The six-ton defunct Upper Atmosphere Research Satellite will plunge to Earth sometime on Friday afternoon EDT, and the U.S. wil be spared any debris, NASA said in its latest update.
The space agency said it has projected that the satellite will not be passing over North America during that time period.
Though the U.S. has been excluded from the re-entry zone, NASA says it is still too early to predict the time and location of re-entry with any more certainty, but predictions will become more refined in the next 24 to 48 hours.
According to a computer analysis of satellite re-entry survivability for UARS components, about 150 component types, including the parent body of the satellite, will disintegrate during re-entry, but 12 types would endure the fiery fall to Earth.
The risk to public safety or property is extremely small, and safety is NASA's top priority, NASA had said in a Re-entry Overview Release two weeks ago. Since the beginning of the Space Age in the late 1950s, there have been no confirmed reports of an injury resulting from re-entering space objects. Nor is there a record of significant property damage resulting from a satellite re-entry.

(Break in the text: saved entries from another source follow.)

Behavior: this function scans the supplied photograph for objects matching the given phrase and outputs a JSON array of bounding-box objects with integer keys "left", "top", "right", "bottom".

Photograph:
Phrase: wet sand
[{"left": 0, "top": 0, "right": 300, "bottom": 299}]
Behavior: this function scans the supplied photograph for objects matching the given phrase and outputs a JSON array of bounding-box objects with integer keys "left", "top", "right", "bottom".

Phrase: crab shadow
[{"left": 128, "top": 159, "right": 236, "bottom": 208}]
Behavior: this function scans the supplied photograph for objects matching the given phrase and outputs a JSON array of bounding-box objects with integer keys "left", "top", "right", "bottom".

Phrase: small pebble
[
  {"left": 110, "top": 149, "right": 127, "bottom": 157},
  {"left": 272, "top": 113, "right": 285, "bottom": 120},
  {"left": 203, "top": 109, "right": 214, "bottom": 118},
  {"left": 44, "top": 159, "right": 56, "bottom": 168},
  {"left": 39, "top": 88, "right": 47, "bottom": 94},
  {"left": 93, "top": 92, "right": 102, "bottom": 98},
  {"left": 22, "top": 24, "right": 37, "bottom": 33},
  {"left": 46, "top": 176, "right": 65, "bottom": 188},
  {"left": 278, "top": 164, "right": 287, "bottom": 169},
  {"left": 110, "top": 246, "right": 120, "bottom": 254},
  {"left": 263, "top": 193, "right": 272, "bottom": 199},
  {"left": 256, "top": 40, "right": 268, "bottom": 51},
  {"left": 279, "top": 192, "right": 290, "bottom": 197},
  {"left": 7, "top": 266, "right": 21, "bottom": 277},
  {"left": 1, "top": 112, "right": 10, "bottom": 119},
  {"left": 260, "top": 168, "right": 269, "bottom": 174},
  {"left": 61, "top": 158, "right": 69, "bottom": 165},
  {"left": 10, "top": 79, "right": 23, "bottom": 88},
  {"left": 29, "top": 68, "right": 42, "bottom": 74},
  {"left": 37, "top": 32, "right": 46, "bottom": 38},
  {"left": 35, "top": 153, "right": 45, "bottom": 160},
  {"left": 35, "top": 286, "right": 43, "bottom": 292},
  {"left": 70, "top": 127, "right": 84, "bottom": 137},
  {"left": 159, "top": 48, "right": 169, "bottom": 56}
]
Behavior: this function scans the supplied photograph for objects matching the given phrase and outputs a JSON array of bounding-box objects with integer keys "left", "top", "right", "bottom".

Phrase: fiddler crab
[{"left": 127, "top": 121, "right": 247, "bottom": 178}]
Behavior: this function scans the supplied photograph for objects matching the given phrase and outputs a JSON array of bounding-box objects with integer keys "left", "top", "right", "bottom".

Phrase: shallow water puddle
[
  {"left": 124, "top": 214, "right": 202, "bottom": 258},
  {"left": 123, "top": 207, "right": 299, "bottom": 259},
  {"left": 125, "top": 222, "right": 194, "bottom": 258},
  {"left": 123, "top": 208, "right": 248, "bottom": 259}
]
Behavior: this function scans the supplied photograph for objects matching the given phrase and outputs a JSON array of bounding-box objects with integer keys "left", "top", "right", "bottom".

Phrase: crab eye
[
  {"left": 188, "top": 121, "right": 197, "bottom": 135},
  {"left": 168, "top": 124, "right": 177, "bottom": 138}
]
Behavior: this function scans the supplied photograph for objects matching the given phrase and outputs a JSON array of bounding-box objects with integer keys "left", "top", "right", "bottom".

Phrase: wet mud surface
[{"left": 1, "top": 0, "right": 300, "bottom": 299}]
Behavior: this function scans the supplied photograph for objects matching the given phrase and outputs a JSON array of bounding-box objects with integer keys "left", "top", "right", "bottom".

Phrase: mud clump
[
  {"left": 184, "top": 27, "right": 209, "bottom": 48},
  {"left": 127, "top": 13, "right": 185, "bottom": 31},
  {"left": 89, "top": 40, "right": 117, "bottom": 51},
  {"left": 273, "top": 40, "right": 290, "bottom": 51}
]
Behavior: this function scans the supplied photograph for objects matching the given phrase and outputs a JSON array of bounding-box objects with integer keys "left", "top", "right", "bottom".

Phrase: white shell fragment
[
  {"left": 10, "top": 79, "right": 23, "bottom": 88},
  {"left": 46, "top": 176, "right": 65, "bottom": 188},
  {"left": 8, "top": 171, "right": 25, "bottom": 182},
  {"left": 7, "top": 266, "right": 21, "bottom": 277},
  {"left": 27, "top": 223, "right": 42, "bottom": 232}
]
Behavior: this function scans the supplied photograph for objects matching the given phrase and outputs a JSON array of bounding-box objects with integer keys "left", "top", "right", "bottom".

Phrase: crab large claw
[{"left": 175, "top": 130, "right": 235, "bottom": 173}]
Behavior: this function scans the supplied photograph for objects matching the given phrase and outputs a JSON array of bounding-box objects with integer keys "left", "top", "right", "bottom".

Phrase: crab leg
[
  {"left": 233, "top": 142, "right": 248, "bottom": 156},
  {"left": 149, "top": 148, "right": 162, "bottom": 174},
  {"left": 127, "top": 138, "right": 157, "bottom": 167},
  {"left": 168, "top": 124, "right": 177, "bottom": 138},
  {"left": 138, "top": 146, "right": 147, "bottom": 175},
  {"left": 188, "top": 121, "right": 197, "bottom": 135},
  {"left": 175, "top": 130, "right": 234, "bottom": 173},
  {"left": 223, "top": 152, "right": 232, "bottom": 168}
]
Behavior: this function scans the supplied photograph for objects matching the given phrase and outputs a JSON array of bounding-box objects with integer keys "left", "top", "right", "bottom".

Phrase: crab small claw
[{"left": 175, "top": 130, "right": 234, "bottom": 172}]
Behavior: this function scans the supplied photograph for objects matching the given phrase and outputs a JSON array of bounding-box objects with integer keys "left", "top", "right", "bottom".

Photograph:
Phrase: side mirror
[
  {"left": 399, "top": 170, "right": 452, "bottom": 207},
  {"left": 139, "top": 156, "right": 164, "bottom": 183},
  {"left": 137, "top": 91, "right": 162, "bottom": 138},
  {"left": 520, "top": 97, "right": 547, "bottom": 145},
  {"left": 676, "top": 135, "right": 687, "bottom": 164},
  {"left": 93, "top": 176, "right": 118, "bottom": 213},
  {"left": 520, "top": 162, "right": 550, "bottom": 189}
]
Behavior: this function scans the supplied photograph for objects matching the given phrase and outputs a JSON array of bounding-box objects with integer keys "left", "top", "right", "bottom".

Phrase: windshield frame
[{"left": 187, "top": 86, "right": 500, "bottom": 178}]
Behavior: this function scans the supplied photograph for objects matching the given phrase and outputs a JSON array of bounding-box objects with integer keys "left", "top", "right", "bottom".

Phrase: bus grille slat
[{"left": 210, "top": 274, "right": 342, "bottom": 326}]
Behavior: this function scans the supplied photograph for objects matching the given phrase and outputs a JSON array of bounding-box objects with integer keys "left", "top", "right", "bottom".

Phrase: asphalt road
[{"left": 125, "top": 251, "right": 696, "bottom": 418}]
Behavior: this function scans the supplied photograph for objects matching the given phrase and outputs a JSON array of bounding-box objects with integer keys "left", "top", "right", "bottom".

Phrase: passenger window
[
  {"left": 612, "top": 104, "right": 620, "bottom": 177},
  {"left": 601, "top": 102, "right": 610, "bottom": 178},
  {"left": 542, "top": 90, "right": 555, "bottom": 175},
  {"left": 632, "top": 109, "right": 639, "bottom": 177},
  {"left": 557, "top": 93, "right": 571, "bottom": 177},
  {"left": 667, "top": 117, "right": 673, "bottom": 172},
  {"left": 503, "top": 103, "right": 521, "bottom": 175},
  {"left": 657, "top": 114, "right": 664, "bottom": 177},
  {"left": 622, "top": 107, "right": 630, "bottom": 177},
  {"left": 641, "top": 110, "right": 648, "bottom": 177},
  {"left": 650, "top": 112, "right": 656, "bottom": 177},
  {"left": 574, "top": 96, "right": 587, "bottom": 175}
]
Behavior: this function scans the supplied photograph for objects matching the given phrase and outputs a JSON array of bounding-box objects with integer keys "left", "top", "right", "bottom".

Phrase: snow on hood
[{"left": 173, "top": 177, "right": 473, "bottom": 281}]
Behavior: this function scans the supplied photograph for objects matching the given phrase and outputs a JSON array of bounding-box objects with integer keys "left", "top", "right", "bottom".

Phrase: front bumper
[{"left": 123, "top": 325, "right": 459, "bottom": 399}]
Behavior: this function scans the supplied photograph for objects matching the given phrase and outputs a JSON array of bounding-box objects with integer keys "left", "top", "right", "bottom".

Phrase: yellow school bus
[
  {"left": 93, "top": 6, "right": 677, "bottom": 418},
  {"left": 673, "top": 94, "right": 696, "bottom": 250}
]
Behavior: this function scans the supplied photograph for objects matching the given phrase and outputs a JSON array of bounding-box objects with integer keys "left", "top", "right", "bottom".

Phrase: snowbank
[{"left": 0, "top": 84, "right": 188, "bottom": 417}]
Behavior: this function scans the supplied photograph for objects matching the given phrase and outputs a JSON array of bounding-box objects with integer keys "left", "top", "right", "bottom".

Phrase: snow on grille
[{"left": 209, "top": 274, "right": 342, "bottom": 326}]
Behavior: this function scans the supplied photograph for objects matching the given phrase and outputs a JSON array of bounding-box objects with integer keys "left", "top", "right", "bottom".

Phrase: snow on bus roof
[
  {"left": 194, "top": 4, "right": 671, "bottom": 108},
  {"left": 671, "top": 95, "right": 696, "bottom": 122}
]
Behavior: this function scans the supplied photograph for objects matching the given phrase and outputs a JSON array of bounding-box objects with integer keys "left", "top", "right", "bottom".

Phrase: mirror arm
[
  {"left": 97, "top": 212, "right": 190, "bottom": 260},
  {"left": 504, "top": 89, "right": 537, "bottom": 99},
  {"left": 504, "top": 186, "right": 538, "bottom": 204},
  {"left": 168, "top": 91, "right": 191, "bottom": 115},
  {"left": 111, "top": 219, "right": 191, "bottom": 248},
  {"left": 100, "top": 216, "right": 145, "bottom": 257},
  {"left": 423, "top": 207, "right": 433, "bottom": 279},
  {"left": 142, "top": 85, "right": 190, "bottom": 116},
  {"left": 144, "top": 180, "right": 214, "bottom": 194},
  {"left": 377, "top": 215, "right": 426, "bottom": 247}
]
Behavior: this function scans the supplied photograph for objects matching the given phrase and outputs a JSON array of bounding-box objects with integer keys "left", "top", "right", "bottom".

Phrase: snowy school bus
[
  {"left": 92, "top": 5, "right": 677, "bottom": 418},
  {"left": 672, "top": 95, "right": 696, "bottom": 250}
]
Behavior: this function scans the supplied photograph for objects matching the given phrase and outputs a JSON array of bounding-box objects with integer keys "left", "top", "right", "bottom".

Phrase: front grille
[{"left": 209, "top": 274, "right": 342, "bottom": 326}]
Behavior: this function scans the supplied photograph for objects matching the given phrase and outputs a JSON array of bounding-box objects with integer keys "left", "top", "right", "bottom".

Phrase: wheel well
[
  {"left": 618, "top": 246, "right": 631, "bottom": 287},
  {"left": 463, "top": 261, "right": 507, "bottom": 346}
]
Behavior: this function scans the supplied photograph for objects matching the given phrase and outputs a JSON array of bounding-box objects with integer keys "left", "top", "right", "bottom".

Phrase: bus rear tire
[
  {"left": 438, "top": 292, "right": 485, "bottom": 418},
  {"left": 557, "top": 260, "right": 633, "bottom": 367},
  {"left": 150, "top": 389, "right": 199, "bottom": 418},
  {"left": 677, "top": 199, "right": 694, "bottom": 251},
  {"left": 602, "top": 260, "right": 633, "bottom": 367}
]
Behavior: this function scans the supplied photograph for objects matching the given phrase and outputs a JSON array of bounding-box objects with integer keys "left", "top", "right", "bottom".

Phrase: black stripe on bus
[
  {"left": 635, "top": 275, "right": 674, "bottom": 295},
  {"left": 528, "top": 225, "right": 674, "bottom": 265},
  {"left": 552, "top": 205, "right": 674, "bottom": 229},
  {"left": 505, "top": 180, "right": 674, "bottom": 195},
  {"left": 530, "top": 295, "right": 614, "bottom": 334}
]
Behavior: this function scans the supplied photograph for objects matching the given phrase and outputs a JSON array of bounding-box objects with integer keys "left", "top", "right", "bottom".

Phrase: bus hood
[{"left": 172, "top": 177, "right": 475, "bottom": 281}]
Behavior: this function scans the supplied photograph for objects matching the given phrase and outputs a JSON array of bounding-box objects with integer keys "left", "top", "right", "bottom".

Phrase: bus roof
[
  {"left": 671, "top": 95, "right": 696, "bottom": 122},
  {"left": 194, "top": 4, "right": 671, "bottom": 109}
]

NASA also asked the public to contact a local law enforcement official for assistance, if you find something you think may be a piece of UARS, do not touch it.
UARS was launched Sept. 12, 1991, aboard space shuttle Discovery's mission STS-48 and deployed on Sept. 15, 1991. It was the first multi-instrument satellite to observe numerous chemical components of the atmosphere for better understanding of photochemistry.
UARS data marked the beginning of many long-term records for key chemicals in the atmosphere. The satellite also provided key data on the amount of light that comes from the sun at ultraviolet and visible wavelengths. UARS ceased its productive scientific life in 2005.
UARS' orbit is restricted to between 57 degrees north latitude and 57 degrees south, spanning between northern Canada and the tip of South America.
NASA and its partners at the U.S. Strategic Command will issue updates, 24-hours before the re-entry, then at T-minus-12 hours, T-minus-6 hours and T-minus-2 hours, even though the experts won't be in a position to predict exactly where the debris will fall.